Hey, and thanks again. I found a thread on brake upgrades and found that www.fastbrakes.com makes a rear drum to disc conversion. Either 9' rotors or 11' rotors. The 9' inch is using se-r upgraded parts I think and the 11' uses maxima parts. I'm looking into it. 

Question:

1. Se-r front rotors are bigger then my 95 gxe's ?

2. Couldn't I just buy or find se-r front calipers and rotors and change those parts or would I need more then just that ? 

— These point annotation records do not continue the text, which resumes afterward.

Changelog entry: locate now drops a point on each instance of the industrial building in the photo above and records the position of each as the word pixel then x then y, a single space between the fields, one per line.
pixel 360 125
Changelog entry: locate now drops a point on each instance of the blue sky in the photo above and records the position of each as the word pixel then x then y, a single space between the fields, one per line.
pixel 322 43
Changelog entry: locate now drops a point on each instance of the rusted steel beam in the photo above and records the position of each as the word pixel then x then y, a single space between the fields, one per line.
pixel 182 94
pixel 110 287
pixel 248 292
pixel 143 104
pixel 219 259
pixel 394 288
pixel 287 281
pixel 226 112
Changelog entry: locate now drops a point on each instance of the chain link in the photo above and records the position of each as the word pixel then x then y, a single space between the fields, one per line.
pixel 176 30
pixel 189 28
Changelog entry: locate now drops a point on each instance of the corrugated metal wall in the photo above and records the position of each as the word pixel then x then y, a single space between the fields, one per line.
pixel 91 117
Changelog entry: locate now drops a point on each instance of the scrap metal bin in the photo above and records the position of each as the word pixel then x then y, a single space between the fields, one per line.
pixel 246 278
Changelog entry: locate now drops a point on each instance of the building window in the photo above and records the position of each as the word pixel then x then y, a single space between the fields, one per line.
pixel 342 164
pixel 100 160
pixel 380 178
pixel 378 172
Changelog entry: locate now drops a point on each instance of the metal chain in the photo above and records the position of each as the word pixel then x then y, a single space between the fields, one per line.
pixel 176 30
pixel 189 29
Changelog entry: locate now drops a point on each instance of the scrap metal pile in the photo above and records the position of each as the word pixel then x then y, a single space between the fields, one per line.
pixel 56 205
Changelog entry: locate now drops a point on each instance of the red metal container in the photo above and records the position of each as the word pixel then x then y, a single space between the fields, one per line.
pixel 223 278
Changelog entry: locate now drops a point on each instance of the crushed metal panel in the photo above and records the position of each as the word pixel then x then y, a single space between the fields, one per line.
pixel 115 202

Correct me if I'm wrong; thanks


----------



## PatScottAKA99XE (Apr 30, 2002)

Upgrading to SE-R brakes is not all that much of an upgrade. Not really worth the price of buying all the stuff. You would be better off upgrading to AD22VFs from a B13 NX2000. For Street/Auto-X driving these will suit you fine.


----------



## 95sentra (Aug 28, 2003)

Ok, thanks. The thing is I might get the fastbrake rear drum to disc conversion for my b14. The maxima ones; 10.75' rotors back there. I just wanted to get something a little bigger in the front. How much bigger are the nx to that of the gxe's ? Also, I would have to just get the calipers and pads ? or is there something esle like brake lines and so fourth ?


----------



## PatScottAKA99XE (Apr 30, 2002)

Search this forum and sentra.net that will give you all the info you need on the ad22vfs.


----------